А там, узнав, что в лавке отпускают в долг, побежала и вся деревня.
— Держись, Фомичев, — говорили мужики лавочнику, который одиноко сидел в своей лавке, — видал, обороты какие делаем!
Главное свойство, самое ценное свойство Афоньки была его полнейшая бескорыстность. К деньгам он относился почти с презрением, и все знали, что ни одной общественной копейки у него не пристало к рукам. И когда кто–то недели через две после его определения на должность приказчика повернул его спиной к свету, заплата и дыры были на своем месте.
Особенностью Афоньки, как заведующего лавкой, было то, что он никогда не спрашивал долгов.
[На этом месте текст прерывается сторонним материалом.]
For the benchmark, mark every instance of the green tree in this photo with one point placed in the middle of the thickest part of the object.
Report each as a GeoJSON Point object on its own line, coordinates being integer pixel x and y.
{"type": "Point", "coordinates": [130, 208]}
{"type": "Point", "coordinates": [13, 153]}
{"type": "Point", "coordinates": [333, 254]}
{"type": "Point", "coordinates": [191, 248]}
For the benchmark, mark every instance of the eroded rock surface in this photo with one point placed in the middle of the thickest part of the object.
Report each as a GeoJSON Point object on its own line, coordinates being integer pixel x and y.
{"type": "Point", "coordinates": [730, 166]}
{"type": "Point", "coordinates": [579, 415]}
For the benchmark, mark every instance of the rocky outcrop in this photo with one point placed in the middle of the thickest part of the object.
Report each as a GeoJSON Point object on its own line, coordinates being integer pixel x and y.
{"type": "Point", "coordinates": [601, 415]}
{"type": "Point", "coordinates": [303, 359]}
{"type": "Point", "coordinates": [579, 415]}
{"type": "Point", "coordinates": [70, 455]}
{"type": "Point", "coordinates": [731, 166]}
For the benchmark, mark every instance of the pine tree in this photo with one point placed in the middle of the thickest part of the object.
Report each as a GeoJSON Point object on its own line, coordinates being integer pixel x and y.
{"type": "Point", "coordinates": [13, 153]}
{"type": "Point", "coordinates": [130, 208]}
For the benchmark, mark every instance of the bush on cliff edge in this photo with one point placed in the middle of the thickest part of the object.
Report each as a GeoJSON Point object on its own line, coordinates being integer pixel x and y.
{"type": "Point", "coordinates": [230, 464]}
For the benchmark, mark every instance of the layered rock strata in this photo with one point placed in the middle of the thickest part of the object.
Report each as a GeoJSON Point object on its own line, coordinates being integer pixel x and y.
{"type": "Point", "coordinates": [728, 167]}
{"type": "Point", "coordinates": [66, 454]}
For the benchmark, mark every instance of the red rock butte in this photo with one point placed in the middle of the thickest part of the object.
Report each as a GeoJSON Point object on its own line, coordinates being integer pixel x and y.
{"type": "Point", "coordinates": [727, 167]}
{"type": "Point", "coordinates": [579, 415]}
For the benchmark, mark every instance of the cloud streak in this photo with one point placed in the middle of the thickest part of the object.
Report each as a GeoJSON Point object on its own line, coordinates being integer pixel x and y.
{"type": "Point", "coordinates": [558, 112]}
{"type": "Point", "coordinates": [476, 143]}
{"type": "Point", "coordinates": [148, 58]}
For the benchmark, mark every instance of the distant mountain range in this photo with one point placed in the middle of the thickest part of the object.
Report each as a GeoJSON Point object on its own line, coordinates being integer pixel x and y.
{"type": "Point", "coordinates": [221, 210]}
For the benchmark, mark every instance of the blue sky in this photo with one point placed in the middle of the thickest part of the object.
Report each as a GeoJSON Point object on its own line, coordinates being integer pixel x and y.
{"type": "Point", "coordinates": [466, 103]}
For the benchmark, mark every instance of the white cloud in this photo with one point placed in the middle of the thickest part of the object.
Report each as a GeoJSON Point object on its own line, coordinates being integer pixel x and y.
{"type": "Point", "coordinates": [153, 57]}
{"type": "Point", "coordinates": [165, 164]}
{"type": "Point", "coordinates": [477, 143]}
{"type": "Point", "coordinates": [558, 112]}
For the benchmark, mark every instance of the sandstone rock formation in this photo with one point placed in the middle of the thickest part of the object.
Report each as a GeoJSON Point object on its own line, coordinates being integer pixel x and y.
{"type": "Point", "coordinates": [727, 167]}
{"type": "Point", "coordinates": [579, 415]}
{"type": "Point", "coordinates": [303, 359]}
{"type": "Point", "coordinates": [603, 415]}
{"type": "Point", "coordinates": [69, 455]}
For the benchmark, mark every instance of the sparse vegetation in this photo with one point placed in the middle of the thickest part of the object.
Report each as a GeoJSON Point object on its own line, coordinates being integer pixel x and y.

Возможно, что при этом он рассуждал так:
— Они хозяева, их лавка, и ежели они берут, значит, знают, когда отдать.
А может быть, он и вовсе не рассуждал.
— Керосин есть? — спросил какой–то покупатель через три недели после открытия лавки.
— Нету керосина. Деготь есть.
— Деготь мне не нужен, я уж другую неделю за керосином хожу.
— Ну, и третью походишь, что ж из–за одного твоего керосина в город ехать? Возьми вон напротив, через дорогу.
На четвертую неделю после открытия лавка стояла пустая.
— Вот это так оборот, — говорили мужики, — а боялись, что сбыту не будет. Эй, что ж ты спишь, за товарами не посылаешь? — кричали Афоньке.
— Денег нету.
— Целую лавку расторговал, а денег нету? Придется ревизию делать.
Пришла ревизия. Но так как Афонька ни за кем не записывал, кто брал в долг, то ревизия не могла обнаружить тех, кто так бессовестно отнесся к общественному достоянию.
— Кто в долг брал? — спрашивает ревизор.
Все только стояли и оглядывались по сторонам и друг на друга, удивляясь, какой жулик народ пошел.
— Придется взыскать с тебя, — сказал ревизор, обращаясь к Афоньке.
И все увидели, как Афонька молча повернулся задом к ревизору и показал ему то, что обыкновенно показывал всякому, кто говорил о взыскании с него.
Ревизор машинально посмотрел на это место и увидел то, что все и раньше видели: заплату и две дыры.
II
Тогда решили, что уж лучше заплатить, как следует, но нанять правильного человека, который бы целый день сидел в лавке, в долг бы не отпускал и вел отчетность.
Выбрали Кубанова, бывшего председателя, которого по приказу из города сняли с места за превышение власти. Этот человек был рожден для власти и, побыв полгода председателем, нашел свое истинное призвание. Он верил, что без строгости и порядка не может идти никакое дело. Был оскорблен, когда его сняли. А когда выбрали в заведующие, он только сказал:
— То–то, черти, поняли теперь…
Сделавшись заведующим, он показал во всей силе, что такое власть даже на таком посту, как заведующий потребительской лавкой. Когда покупатели подходили к лавке, у них зубы начинали стучать, как будто они шли не за товаром, а к прокурору, который вывернет им всю требуху наизнанку и вымотает кишки.
Кубанов всегда сидел и читал газету. При входе какой–нибудь старушки, не опуская газеты и не глядя на покупательницу, кричал:
— Что надо?
— Ась?
— Говори, зачем пришла?
— Я, батюшка… мне, батюшка…
— Что?! Говори проворней, чего мнешь! Что у тебя, язык отнялся? Ну?
— Хунт керосину…
— А откуда твой сын деньги берет? Я вот доберусь до вас, обнаружу. Все наружу вытяну. В церковь ходишь? Попа на дом принимаешь? Да ты, брат, не заикайся, а говори! Налог заплатила? Нет? А откуда же у тебя деньги? Я, брат, все знаю. В сберегательную кассу кто ходил? Мне отсюда все видно! Обо всем будет доложено. Вот твой хунт керосину. Получай и в другой раз не попадайся.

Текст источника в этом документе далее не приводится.